A sign that read “Save Marriage From Bigotry” poked out from a sea of umbrellas at Willard Park in Cleveland, Ohio Saturday, where people gathered to protest the passage of gay marriage bans in California, Florida and Arizona on November 4.

Despite a bitter cold wind and drenching rain, an estimated crowd of 300 gathered at the corner of East 9th and Lakeside Ave. only blocks away from City Hall, where an ironic rubber stamp sculpture rests with the word FREE.

Several police cars surrounded the protest, but there was no visible evidence of counter-protesters and plenty of passersby in cars honked in support.

Cities across America – and some international cities, as well – participated in Join the Impact, a grassroots response to passage of California's gay marriage ban patched together in one week from social websites on the Internet and text messaging.

Traffic at the event's official site jointheimpact.com was so strong it overwhelmed the website and crashed the server, organizers said.

Protesting the passage of California's gay marriage ban in cities outside of California is just another sign of the heartbreak felt by the gay and lesbian community nationwide.
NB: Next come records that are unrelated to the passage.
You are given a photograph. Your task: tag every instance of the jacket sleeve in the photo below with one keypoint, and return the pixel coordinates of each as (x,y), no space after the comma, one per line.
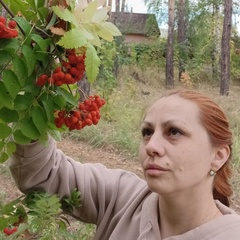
(44,167)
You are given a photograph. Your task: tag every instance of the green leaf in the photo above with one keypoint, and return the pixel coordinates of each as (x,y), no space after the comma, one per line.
(68,97)
(110,28)
(55,134)
(59,101)
(8,115)
(23,23)
(29,129)
(3,220)
(10,45)
(11,148)
(20,70)
(40,41)
(48,106)
(5,98)
(92,63)
(73,39)
(11,82)
(2,144)
(23,102)
(20,138)
(5,57)
(5,130)
(30,59)
(3,157)
(39,118)
(65,14)
(104,34)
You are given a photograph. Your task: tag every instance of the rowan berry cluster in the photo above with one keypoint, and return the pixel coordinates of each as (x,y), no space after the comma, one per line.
(69,72)
(8,231)
(86,114)
(7,30)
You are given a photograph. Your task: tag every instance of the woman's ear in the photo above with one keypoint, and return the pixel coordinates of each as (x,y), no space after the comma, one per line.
(221,156)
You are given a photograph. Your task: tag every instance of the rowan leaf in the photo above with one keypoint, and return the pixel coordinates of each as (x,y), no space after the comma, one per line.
(29,129)
(20,70)
(23,102)
(5,130)
(68,97)
(89,11)
(29,58)
(5,57)
(101,15)
(40,41)
(11,148)
(24,24)
(92,63)
(48,106)
(5,97)
(11,82)
(8,115)
(3,158)
(73,39)
(39,118)
(104,34)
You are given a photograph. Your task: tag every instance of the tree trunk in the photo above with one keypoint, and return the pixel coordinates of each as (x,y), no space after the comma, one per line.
(169,54)
(225,54)
(123,6)
(216,38)
(117,6)
(181,36)
(83,88)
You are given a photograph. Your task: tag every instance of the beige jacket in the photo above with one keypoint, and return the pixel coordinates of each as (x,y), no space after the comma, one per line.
(117,201)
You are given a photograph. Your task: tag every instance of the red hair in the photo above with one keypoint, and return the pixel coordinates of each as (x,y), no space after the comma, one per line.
(216,123)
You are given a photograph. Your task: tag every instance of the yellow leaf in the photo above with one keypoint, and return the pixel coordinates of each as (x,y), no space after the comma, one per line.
(57,31)
(89,11)
(105,34)
(101,15)
(95,40)
(101,3)
(110,28)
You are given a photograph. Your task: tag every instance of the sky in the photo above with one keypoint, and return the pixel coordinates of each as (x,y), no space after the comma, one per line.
(138,6)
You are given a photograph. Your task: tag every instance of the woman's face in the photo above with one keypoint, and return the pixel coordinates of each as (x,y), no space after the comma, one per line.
(175,152)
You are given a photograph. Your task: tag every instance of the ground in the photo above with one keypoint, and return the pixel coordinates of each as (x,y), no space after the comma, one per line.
(85,153)
(81,152)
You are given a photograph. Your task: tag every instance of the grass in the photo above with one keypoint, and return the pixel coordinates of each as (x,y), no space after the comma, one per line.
(119,126)
(121,116)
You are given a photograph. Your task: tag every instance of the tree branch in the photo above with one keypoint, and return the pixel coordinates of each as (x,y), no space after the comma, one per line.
(7,8)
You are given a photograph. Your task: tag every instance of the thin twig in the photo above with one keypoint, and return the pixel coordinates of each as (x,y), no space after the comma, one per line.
(7,8)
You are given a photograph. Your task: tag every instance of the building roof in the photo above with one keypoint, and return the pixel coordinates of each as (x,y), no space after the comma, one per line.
(135,23)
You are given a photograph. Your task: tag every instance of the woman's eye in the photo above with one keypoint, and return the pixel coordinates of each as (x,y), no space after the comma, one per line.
(147,132)
(174,132)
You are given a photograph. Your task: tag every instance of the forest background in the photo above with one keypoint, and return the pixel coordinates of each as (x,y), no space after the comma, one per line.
(132,74)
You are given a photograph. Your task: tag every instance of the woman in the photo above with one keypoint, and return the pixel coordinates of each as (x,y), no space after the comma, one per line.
(184,153)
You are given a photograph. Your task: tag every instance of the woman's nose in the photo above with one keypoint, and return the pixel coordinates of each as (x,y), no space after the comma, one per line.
(155,146)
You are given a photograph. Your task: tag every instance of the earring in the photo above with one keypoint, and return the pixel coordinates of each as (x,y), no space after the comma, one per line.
(212,173)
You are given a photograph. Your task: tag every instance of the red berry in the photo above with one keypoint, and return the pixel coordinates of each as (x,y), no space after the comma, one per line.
(73,119)
(12,24)
(88,122)
(3,20)
(77,114)
(72,59)
(57,69)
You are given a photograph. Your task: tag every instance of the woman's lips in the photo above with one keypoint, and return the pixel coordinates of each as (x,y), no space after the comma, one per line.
(154,169)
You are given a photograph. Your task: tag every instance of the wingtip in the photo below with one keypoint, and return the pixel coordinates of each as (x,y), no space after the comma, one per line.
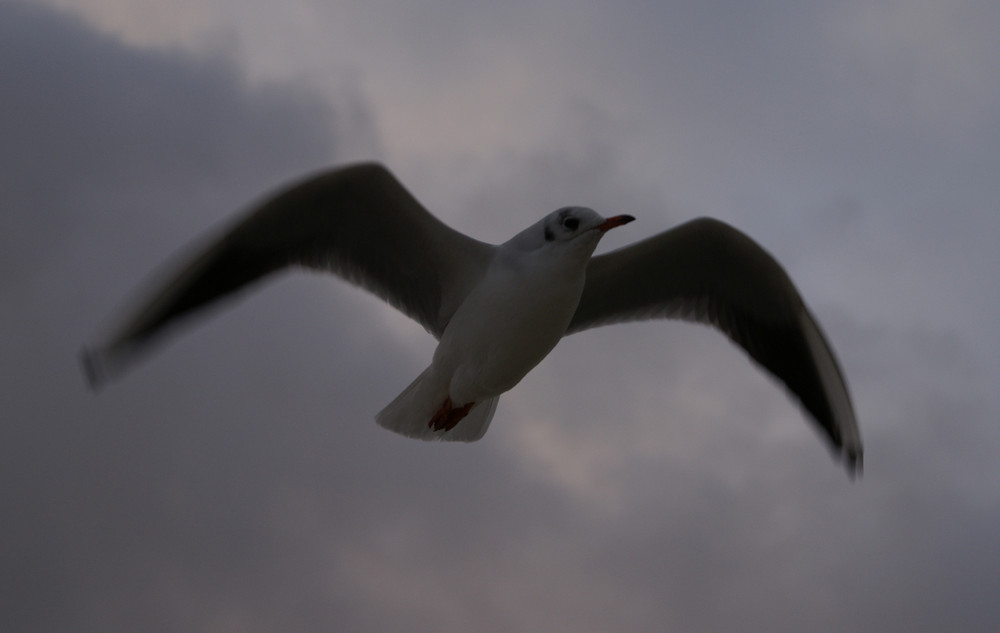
(94,369)
(853,460)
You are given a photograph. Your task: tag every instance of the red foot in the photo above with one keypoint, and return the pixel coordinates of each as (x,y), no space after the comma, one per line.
(448,415)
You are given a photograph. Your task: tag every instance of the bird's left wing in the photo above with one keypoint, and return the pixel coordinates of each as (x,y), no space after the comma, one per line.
(358,222)
(709,272)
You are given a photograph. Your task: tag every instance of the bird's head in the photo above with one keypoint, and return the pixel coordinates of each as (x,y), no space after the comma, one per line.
(575,228)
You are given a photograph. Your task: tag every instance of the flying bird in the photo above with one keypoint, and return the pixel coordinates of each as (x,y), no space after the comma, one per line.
(498,310)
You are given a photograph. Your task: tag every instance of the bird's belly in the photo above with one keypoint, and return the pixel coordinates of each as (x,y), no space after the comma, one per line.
(499,334)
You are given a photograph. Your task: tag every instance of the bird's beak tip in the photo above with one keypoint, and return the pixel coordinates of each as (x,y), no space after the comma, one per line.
(614,221)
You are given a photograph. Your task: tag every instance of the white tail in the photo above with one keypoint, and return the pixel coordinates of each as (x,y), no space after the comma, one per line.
(412,410)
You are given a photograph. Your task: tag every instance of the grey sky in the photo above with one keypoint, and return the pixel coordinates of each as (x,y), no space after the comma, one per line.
(643,477)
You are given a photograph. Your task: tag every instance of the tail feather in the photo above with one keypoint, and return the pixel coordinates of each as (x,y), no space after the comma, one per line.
(411,411)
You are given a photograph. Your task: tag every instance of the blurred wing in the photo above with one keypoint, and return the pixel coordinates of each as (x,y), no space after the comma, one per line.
(358,222)
(709,272)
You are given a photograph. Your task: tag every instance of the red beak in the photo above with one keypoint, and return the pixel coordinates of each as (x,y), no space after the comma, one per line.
(612,222)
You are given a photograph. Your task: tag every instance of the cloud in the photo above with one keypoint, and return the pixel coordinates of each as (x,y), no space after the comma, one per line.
(642,477)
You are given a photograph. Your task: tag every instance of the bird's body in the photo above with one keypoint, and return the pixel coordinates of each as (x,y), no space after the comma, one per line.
(499,310)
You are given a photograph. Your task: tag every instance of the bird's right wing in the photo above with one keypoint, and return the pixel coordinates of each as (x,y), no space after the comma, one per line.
(358,222)
(707,271)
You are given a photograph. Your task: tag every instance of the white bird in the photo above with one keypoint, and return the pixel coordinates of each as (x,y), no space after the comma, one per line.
(497,311)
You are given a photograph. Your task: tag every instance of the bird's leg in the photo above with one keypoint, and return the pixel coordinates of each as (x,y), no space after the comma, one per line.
(449,415)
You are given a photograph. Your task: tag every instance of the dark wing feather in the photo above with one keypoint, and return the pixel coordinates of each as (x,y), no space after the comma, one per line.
(709,272)
(358,222)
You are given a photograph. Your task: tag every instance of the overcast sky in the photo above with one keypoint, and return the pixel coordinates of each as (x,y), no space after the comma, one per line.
(644,477)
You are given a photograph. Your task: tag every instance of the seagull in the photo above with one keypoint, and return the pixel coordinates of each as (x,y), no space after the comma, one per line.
(498,310)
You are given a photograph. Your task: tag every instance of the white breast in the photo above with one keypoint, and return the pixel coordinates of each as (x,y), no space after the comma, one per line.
(505,327)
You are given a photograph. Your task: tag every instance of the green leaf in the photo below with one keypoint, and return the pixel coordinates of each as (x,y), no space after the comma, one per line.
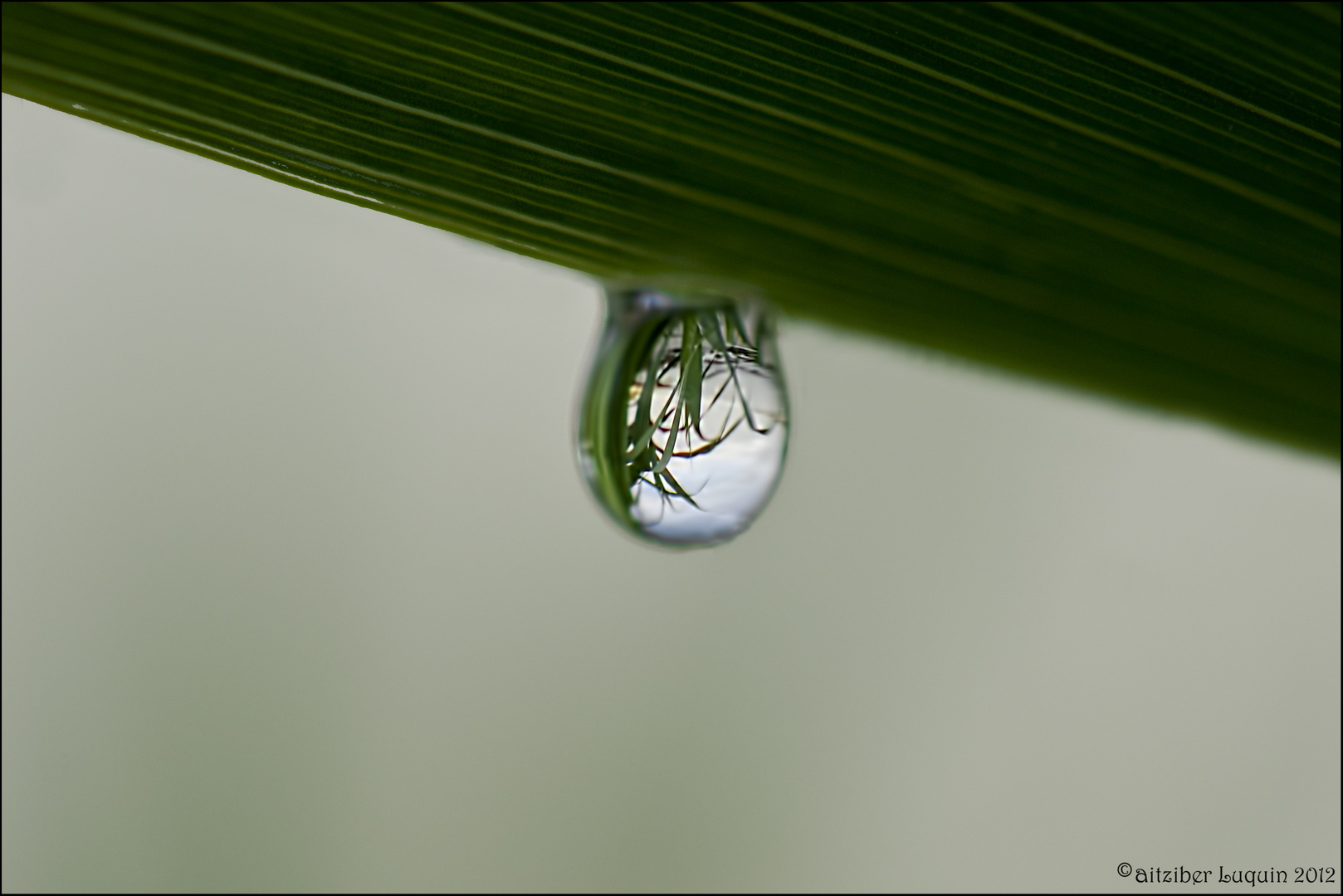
(1136,199)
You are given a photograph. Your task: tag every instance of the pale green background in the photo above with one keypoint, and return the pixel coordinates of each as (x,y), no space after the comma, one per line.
(301,589)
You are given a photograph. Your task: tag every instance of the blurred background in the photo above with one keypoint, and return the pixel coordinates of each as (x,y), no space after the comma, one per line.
(302,590)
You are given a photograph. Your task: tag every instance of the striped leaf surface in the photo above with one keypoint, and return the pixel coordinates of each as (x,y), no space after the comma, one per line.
(1138,199)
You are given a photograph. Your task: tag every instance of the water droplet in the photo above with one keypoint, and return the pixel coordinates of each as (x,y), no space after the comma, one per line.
(684,422)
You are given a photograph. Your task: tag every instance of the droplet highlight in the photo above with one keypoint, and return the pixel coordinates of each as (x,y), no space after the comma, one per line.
(684,422)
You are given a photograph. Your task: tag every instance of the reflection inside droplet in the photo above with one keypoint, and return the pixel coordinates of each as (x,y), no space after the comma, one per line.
(684,422)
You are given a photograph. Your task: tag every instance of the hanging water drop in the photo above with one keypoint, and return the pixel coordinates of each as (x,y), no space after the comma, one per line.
(684,421)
“Civil marriages are a civil right, and we're going to keep fighting until we get the rights we deserve as American citizens,” Karen Amico, who was protesting in Philadelphia, told The Associated Press.

“We are the American family, we live next door to you, we teach your children, we take care of your elderly,” said Heather Baker in Boston. “We need equal rights across the country.”

“And sometimes it feels we felt our whole lifetime digging out the lies that other people tell about us, but the truth is this: We are a movement based on love,” said Reverend Dr. Penny Nickson at San Francisco's rally.

“I'm proud to be a black woman, and I'm proud to be gay,” comedian Wanda Sykes told the crowd attending a Las Vegas rally.

“Gay, straight, black, white. Marriage equality is a civil right,” protesters chanted at a rally in Albany, New York.

“Equal rights for all God's children,” a speaker said in Cleveland.

“No one in this country should be a second-class citizen,” Kellan Baker who helped organize the event told a crowd of more than 500 at Lafayette Park across from the White House.

The wildfire of protests sparked by California voters' decision to amend their constitution to ban gay marriage has been the unforeseen political boomerang that stunned both traditional suit-and-tie gay activists and opponents of gay marriage.

There was only a minuscule outcry heard when thirty states began banning gay marriage ten years ago, but California has been a game changer.

In California, voters not only banned gay marriage, they also reversed a California Supreme Court ruling issued in May that allowed gay marriages to begin. That ruling was based on the equal protection clause of the California constitution. Passage of the gay marriage ban leaves 18,000 gay marriages hanging by a thread.

Months before Election Day, resentment started brewing on the Internet over the notion that it is fair or democratic to revoke rights granted by the constitution and upheld by the California Supreme Court, providing a ready-made base of pro-gay foot soldiers eager to express their disappointment; it only took a text message or social invitation to propel thousands to protest.

Seattle blogger Amy Balliett, one of the organizers of Join the Impact, said she expected 1 million people to protest in unison Saturday against gay marriage bans at over 300 rallies nationwide.